1 pour 100

Non, il ne s’agit pas d’une taxe supplémentaire ou d’une augmentation substantielle de la consommation de bière au Canada, mais bien du taux d’emplois en lien direct ou indirect avec la bière. Au Canada, 1 emploi sur 100 est en lien avec l’économie de la bière, qui contribue à 0.9% du PIB. Ces chiffres sont le résultat d’une étude du Conference Board du Canada, commandée par l’Association des Brasseurs du Canada. Fascinante à lire, on y trouve quelques faits intéressants sur une économie souvent oubliée, mais qui fait partie de notre patrimoine depuis plusieurs siècles.

Une économie en santé

L’économie de la bière au Canada est en bonne santé. Boisson alcoolisée la plus consommée au pays, elle représente des dépenses globales, par ménage, de 8.1% en aliments et boissons. Selon l’étude, en 2012 les canadiens ont achetés l’équivalent de 235 bouteilles de bière par personne en épiceries et détaillants et environ la moitié dans les bars et restaurants. On consomme donc toujours plus de bière à la maison.

Chaque dollar dépensé en bière par les ménages engendre une activité économique se chiffrant à 1.12$ et les taxes perçues de 2009 à 2011 sont de l’ordre de 5.8 milliards de dollars en moyenne.

Une économie pancanadienne

L’étude se penche sur l’ensemble de la chaîne de production des matières premières, de l’énergie nécessaire, de la chaîne de fabrication, de la distribution et de la vente. De Vancouver à St-John’s, la bière y est brassée, distribuée et vendue.

Saviez-vous que c’est au Québec et en Ontario qu’il se brasse le plus de bière? Les trois plus grandes brasseries du pays y sont présentes et la moitié des emplois liés à l’économie de la bière y sont pourvus, représentant 71% de l’économie totale liée à la bière. Du côté des provinces de l’Ouest, l’apport en énergie et en céréales permet de soutenir des milliers d’emplois et stimuler une économie pancanadienne.

Fait marquant, comparé à divers autres secteurs, le PIB de la bière se classe légèrement en dessous de celui de l’industrie forestière ou de l’industrie pharmaceutique. Deux industries reconnues comme étant fortes dans notre pays.
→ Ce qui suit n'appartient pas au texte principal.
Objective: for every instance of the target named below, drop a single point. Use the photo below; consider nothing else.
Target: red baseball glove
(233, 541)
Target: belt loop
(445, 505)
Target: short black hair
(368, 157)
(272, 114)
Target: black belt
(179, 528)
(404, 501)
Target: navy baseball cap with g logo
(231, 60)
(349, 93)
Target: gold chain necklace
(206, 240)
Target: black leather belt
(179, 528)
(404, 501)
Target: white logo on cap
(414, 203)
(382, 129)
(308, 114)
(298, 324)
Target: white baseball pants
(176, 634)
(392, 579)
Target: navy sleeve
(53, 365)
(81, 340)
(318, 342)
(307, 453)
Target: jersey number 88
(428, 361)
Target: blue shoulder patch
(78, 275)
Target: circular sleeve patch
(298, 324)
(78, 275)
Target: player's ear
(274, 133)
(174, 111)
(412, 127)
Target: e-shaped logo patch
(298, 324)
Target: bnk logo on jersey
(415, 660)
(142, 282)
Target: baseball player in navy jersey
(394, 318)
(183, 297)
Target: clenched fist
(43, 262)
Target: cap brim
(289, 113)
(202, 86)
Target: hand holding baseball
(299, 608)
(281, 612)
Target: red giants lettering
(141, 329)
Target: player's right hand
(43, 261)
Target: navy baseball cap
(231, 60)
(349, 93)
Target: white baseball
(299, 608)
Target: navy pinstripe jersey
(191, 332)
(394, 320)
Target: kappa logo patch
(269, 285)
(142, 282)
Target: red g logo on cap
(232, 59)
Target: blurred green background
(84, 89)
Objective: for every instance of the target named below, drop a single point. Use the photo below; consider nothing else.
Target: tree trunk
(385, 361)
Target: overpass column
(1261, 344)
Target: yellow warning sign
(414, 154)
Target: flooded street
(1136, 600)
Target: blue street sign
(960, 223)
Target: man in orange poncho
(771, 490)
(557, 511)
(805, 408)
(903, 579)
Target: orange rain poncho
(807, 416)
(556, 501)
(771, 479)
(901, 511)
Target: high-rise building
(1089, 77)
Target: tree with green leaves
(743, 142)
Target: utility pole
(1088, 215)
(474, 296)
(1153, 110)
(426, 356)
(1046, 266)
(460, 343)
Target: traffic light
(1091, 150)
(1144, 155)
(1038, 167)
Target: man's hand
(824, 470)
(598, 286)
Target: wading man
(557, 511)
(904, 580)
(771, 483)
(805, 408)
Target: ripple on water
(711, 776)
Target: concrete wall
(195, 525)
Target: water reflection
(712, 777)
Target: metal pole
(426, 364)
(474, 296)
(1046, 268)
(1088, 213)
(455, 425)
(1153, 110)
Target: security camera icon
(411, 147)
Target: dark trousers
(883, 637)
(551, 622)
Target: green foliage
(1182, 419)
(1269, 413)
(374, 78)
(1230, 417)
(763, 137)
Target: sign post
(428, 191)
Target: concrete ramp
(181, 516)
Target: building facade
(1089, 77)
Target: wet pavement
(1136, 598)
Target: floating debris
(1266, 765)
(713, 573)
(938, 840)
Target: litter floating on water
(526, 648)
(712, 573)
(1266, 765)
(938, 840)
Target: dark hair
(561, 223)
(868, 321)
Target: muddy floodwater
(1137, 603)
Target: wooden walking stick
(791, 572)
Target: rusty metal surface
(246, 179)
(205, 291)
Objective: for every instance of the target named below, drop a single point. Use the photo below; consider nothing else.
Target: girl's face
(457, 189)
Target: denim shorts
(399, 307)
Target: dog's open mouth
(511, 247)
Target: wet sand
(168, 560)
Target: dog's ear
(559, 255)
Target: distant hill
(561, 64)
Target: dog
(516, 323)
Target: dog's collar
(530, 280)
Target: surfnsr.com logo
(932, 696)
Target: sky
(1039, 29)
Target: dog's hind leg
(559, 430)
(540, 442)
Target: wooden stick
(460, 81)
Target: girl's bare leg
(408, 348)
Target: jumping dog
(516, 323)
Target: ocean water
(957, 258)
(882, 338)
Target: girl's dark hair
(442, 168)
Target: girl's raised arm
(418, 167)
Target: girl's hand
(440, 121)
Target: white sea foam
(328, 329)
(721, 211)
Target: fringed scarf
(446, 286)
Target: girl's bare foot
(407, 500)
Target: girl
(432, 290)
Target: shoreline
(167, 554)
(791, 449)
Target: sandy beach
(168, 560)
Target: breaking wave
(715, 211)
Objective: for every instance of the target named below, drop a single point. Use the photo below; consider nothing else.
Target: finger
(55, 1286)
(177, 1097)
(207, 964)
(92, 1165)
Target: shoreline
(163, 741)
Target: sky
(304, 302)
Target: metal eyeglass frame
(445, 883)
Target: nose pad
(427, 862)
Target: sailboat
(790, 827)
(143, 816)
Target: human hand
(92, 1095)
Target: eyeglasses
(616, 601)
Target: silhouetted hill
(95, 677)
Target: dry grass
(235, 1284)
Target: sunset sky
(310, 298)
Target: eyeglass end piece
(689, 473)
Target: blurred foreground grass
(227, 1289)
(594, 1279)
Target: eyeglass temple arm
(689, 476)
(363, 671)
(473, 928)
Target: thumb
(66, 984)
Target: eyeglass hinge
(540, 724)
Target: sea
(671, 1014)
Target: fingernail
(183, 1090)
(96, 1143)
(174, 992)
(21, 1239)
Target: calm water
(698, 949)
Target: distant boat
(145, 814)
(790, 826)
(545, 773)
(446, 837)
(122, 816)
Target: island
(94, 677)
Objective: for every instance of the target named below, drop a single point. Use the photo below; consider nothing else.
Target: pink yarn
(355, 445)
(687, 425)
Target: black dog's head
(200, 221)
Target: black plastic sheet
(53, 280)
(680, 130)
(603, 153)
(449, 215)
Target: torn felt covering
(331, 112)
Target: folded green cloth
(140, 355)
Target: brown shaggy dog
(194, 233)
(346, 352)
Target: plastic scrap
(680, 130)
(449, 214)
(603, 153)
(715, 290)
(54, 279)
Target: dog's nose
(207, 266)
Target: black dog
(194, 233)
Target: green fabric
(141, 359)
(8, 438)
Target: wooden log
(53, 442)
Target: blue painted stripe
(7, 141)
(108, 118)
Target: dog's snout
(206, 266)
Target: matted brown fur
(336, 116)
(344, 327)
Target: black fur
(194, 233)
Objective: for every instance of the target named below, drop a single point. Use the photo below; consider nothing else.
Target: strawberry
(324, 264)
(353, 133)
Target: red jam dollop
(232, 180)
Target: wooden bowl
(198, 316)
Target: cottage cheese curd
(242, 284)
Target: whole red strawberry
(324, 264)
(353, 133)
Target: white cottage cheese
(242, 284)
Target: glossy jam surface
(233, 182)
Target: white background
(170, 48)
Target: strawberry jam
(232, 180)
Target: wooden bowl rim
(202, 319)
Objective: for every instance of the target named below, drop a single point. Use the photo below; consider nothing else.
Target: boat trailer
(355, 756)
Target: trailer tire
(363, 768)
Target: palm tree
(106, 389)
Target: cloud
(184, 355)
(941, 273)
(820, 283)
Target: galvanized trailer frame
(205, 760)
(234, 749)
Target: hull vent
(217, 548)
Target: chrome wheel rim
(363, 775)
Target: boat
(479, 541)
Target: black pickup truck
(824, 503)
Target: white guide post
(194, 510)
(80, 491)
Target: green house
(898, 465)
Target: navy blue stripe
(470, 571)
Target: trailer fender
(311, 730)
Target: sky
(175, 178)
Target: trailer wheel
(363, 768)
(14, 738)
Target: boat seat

Des consommateurs partout au pays

C’est au Yukon que l’on consomme le plus de bière per capita. Un total de 385 bouteilles de bière en 2012. Du côté du Québec, 270 bouteilles ont été consommées par capita en 2012. Et quelle est la province la moins amatrice de bière? C’est la Colombie-Britannique, avec environ 200 bouteilles.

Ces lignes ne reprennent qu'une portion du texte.